AGAUR Project: collaboration with UPC Barcelona

This project mainly involves Amedeo Napoli and Jaume Baixeries who is an Associate Professor at UPC Barcelona (Universitat Politècnica de Catalunya). Amedeo Napoli had a stay of roughly two months in December 2011 and May-June 2012. Both researchers have worked, jointly with Mehdi Kaytoue, on the characterization of functional dependencies in many-valued data with FCA and pattern structures. In this work, functional dependencies are directly taken into account and this shows a different but important capability of pattern structures to deal with complex data [30] .

PHC Zenon (Cyprus)

A third collaboration –a PHC Zenon project– exists with Florent Domenach, associated professor at the University of Nicosia in Cyprus.
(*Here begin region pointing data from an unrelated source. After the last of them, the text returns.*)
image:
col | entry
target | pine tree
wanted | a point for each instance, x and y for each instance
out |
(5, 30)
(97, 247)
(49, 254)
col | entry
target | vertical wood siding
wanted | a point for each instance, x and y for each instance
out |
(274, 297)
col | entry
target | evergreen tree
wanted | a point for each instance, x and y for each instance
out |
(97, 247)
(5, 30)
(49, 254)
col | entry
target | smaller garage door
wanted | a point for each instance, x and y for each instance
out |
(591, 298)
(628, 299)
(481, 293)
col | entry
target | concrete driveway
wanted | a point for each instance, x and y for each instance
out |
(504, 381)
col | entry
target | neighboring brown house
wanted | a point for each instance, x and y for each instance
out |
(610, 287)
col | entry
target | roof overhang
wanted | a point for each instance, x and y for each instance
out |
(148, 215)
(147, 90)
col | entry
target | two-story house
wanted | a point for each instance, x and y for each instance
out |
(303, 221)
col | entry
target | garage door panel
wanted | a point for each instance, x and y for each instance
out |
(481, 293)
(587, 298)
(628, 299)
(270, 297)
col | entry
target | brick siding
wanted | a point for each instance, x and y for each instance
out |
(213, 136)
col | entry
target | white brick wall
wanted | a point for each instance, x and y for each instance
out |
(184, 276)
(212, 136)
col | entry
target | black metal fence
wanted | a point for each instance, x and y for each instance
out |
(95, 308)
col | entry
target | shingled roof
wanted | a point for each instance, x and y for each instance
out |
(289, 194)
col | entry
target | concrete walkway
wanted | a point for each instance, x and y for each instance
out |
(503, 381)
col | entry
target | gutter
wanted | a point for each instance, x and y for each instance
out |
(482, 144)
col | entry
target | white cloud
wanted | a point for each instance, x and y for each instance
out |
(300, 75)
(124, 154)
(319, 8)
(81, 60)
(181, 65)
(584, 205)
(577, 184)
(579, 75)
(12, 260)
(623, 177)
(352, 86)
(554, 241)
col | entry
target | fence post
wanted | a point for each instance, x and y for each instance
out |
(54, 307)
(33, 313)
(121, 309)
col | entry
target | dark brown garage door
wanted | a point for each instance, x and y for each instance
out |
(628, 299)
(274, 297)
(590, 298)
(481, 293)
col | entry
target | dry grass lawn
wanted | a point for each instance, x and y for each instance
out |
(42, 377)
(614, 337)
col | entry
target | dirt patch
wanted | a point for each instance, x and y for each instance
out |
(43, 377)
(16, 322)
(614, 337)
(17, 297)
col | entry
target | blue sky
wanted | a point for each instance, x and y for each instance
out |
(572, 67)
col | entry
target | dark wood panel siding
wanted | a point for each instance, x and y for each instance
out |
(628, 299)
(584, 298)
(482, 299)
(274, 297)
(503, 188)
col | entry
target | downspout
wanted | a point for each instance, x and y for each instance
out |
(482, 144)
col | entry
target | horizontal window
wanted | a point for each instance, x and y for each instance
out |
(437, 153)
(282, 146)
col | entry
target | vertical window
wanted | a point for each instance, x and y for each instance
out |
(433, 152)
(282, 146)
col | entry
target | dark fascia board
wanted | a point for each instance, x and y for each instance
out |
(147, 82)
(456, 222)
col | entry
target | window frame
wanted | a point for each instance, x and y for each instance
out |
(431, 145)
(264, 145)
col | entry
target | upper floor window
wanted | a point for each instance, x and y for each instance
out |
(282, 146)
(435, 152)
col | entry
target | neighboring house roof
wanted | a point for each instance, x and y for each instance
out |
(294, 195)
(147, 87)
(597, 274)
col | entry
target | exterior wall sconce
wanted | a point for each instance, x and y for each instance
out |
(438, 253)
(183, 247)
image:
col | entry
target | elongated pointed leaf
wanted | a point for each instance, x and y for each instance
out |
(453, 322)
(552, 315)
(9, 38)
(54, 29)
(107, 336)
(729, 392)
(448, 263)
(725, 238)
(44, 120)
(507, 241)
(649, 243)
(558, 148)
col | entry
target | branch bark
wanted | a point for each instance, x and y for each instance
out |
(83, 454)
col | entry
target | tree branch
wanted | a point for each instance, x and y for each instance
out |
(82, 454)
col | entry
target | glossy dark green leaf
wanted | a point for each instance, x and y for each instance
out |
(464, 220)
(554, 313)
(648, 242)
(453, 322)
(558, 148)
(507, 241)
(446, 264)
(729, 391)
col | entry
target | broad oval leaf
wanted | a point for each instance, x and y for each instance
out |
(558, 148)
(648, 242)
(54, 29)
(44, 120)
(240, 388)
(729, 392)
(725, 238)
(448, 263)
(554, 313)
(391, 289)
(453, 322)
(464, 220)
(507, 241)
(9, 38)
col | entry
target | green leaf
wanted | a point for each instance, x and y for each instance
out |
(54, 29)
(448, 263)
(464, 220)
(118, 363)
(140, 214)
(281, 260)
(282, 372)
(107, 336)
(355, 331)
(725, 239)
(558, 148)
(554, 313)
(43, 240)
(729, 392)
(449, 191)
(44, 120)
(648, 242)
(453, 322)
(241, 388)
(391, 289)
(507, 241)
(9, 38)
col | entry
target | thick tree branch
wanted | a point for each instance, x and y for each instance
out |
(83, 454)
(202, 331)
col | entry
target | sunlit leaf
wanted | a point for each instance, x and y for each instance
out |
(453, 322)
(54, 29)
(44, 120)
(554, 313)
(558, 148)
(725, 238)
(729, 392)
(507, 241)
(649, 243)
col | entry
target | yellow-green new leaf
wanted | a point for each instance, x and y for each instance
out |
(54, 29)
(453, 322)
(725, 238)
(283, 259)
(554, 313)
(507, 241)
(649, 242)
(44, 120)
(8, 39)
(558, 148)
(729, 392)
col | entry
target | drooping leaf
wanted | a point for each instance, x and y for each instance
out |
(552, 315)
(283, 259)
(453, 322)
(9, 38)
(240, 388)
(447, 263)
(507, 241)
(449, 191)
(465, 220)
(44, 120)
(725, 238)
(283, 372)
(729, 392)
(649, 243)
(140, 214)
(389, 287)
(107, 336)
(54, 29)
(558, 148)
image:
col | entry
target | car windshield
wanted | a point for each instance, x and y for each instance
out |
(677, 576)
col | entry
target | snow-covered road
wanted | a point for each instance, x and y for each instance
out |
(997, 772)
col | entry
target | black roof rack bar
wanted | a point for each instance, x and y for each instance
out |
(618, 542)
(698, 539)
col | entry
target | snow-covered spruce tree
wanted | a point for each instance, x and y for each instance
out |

This project is entitled “Knowledge Discovery for Complex Data in Formal and Relational Concept Analysis” (KD4CD) and is aimed at studying and combining different types of classification process in the framework of FCA. These processes can be based on Galois connections but also on the so-called “overhangings”, i.e. a kind of generalization of closure systems. Moreover, another interest is put on consensus theory where the objective is to find the better classification of a set of abjects according to a quality measure (this could be applied to ontologies). This year, there were two visits, one from Cyprus to France in October 2012 and the other from France to Cyprus in December 2012. Publications are currently submitted.